[De nacht was stil]
De nacht was stil van lente. Teere blaadjes aan de donkere boomen. Gekreukte blaadjes, donker in de nacht. Verstrooid gaf God ze in matelooze vrijgevigheid. Voor strakke zwarte boomen, voor de ronde lange twijgjes van het struikgewas, voor de breede heuvelkant ginder.
Geen geluid.
Geen beweging, in de donkere nacht waarin lente leefde. God keek naar zijn nacht. En zacht waren zijn oogen.
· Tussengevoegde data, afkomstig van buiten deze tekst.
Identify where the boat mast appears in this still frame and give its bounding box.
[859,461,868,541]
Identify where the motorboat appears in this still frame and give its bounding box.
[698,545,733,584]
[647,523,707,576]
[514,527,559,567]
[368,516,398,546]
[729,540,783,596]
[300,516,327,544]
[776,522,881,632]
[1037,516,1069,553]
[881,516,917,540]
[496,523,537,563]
En door de kruinen van de jonge boomen gleed de lentewind en beroerde de blaadjes niet. En ik hoorde er ook bij, bij de lentenacht. Maar mijn ziel was verdrietig. Want ik dacht aan het betraande gezicht van mijn moeder. De wangen verhit van huilen. De donkere oogen nog nat van tranen. Het trouwe voorhoofd. Het pretentielooze harde zwarte haar. Glimlachend had ze naar mij gekeken in haar verdriet - glimlachend. Toen kwamen er weer tranen en de mondhoeken trokken. En ik zag het leed, maar zij hád het leed. En de nacht was stil, omdat de lente stil is, en er niets dan lente was.